Passo a lhes apresentar uma visão tradicional, ortodoxa, do que se pode aprender com a prática das artes marciais. Em primeiro lugar, seja qual for a modalidade de lutas, há muito o que se aprender, começando com a disposição mental conhecida como paciência. É preciso se utilizar da paciência para incorporar os movimentos, conferindo forma a cada técnica. Com calma, construindo os esquemas mentais para o desenvolvimento perfeito das manobras sem perder de vista os detalhes peculiares, o aprendiz segue se aperfeiçoando.

Após essa fase, vem da constate execução das técnicas. A repetição dos exercícios e suas variantes leva a introjeção que permite ao praticante se aproximar cada vez mais da naturalidade própria de quem mantém a constância. 

A meta: desenvolver habilidades físicas e mentais que fortaleçam o autocontrole, o equilíbrio.
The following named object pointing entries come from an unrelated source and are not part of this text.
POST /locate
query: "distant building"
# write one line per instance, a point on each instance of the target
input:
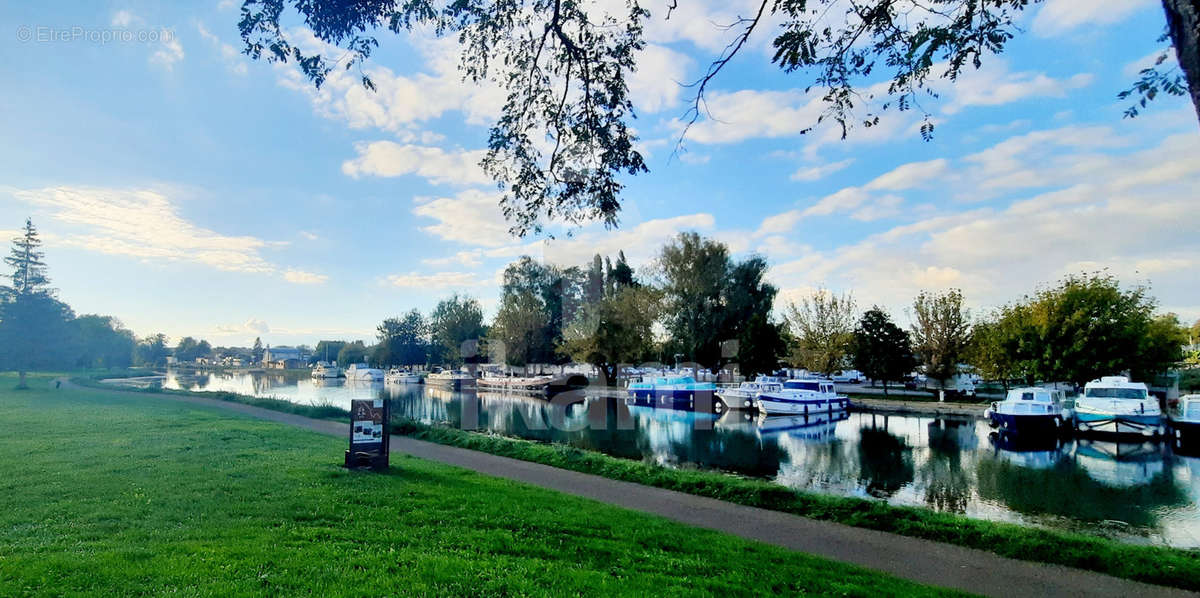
(280, 353)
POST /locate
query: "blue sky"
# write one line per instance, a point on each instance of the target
(189, 190)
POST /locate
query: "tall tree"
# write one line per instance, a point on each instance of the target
(519, 328)
(34, 324)
(405, 340)
(822, 326)
(882, 351)
(153, 351)
(564, 66)
(103, 341)
(454, 322)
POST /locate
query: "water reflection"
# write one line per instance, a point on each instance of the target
(1144, 491)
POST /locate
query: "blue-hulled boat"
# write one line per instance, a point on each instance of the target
(1030, 411)
(672, 393)
(1116, 405)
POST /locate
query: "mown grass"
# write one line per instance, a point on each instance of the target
(1153, 564)
(117, 494)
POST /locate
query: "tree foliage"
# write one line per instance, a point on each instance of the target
(564, 138)
(941, 332)
(454, 322)
(881, 350)
(822, 328)
(35, 330)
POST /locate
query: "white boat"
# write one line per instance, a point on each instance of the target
(745, 395)
(802, 396)
(1115, 405)
(448, 378)
(1031, 411)
(1185, 417)
(396, 376)
(364, 372)
(327, 370)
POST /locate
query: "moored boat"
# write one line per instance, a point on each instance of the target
(1115, 405)
(396, 376)
(327, 370)
(449, 378)
(745, 395)
(1030, 411)
(802, 396)
(1185, 418)
(364, 372)
(672, 392)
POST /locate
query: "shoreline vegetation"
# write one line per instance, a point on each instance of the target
(1153, 564)
(144, 496)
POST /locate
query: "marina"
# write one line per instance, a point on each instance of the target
(1138, 489)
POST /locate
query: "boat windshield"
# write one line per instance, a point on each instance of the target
(1115, 393)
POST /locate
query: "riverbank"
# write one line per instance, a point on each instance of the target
(155, 496)
(1149, 563)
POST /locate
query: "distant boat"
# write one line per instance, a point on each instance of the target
(1185, 418)
(325, 370)
(802, 396)
(455, 380)
(364, 372)
(745, 396)
(671, 392)
(1115, 405)
(1030, 410)
(395, 376)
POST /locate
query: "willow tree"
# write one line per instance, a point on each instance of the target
(564, 138)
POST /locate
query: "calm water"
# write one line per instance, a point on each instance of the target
(1137, 491)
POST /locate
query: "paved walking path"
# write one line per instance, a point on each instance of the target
(917, 560)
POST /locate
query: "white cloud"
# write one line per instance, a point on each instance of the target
(389, 159)
(304, 277)
(819, 172)
(145, 225)
(657, 83)
(437, 280)
(229, 54)
(1059, 17)
(472, 217)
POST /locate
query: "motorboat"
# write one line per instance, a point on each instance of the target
(396, 376)
(1115, 405)
(745, 395)
(1031, 411)
(449, 378)
(671, 392)
(364, 372)
(802, 396)
(1185, 417)
(327, 370)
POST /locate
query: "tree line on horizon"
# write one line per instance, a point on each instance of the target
(694, 304)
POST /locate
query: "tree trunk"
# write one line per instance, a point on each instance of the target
(1183, 24)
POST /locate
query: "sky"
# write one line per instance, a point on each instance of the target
(190, 190)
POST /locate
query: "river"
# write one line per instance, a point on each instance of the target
(1137, 491)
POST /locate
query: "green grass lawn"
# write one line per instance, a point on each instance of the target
(118, 494)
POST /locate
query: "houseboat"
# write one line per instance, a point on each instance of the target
(451, 378)
(364, 372)
(1030, 411)
(396, 376)
(1115, 405)
(1185, 418)
(672, 393)
(327, 370)
(745, 396)
(802, 396)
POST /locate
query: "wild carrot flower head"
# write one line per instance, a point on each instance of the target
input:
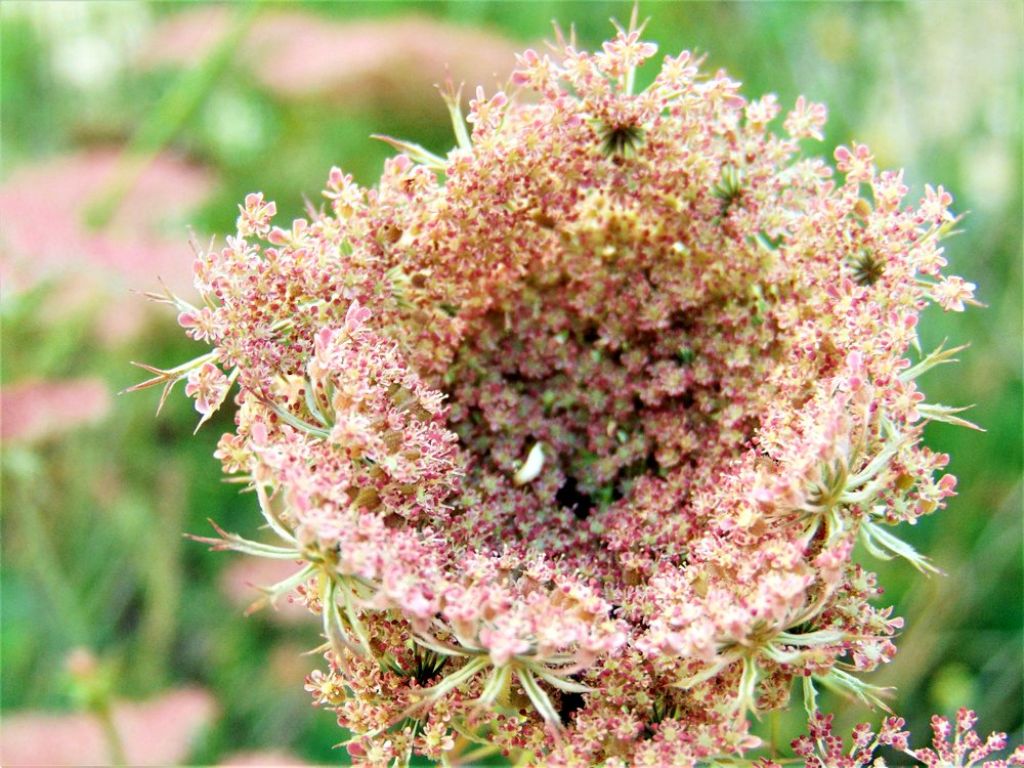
(572, 431)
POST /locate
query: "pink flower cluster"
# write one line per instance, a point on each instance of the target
(572, 432)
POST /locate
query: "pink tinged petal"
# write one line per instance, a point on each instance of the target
(356, 316)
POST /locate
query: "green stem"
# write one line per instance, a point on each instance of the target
(171, 112)
(114, 742)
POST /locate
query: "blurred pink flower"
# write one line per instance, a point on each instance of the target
(43, 208)
(38, 410)
(156, 732)
(305, 55)
(262, 759)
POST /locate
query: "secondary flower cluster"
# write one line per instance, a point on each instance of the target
(572, 431)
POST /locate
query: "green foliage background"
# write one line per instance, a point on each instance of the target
(92, 521)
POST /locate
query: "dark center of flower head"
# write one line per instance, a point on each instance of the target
(614, 361)
(621, 138)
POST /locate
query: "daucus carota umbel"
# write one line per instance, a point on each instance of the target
(572, 431)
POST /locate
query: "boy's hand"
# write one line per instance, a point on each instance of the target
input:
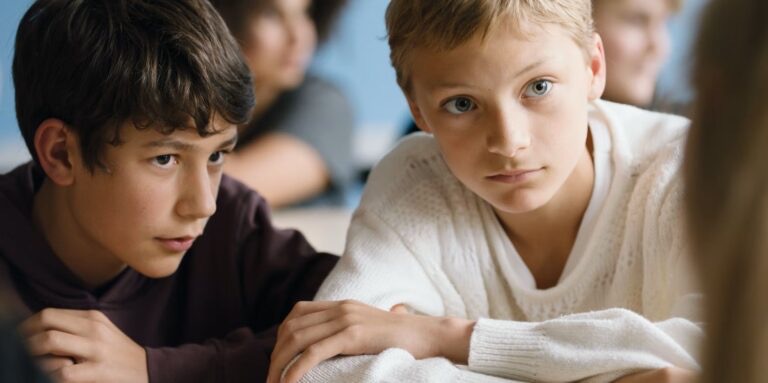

Um dos maiores males da atualidade é a falta de controle, o desequilíbrio que têm levado pesquisadores a estudar a temática da inteligência emocional como fator de sucesso na vida pessoal.

Logo, partindo desta visão, quem pratica algum tipo de arte marcial para promover a violência, para mostrar força diante de quem não tem condições de se defender, comente um sério equívoco em relação a si. Erra quem ensina e quem pratica. Irresponsabilidades compartilhadas. 

Quem pratica artes marciais pratica a cultura da não-violência, do respeito ao próximo, da valoração da boa convivência. E mesmo em situações de ameaças que a pessoa pode evitar, essa caminho é sem dúvida escolhido. Mais forte é quem sabe que pode vencer facilmente o embate, e mesmo assim, evita-o.

Claro que se a situação não oferecer outra saída, às vezes até envolvendo pessoas em risco, com a devida cautela e análise das variáveis que favorecem a reação segura, sem danos colaterais, de acordo com as hipóteses  amparadas em lei, o resultado do aprendizado da arte do guerreiro deve ser usado sem temor e com destreza. 

Imagens de vídeos veiculados nas mídias sociais mostrando lutadores de digladiando, espargindo sangue, ou homens em sua maioria com potencial de combate superior agredindo e humilhando violentamente mulheres, idosos, ou pessoas integrantes de grupos sociais minoritários, pessoas em situação de rua, não são dignos das artes marciais tradicionais, devem ser expulsos do Dojô, e se tornar exemplos de vergonha e má conduta por parte de seus pares.

Quem pratica artes marciais não sente necessidade alguma de provar sua masculinidade ou quaisquer outros sentimentos egoinfrados. Ele treina para se autoconhecer e se aperfeiçoar em técnicas que condicionam o corpo e a mente para a manutenção da saúde. Esse é o caminho do guerreiro.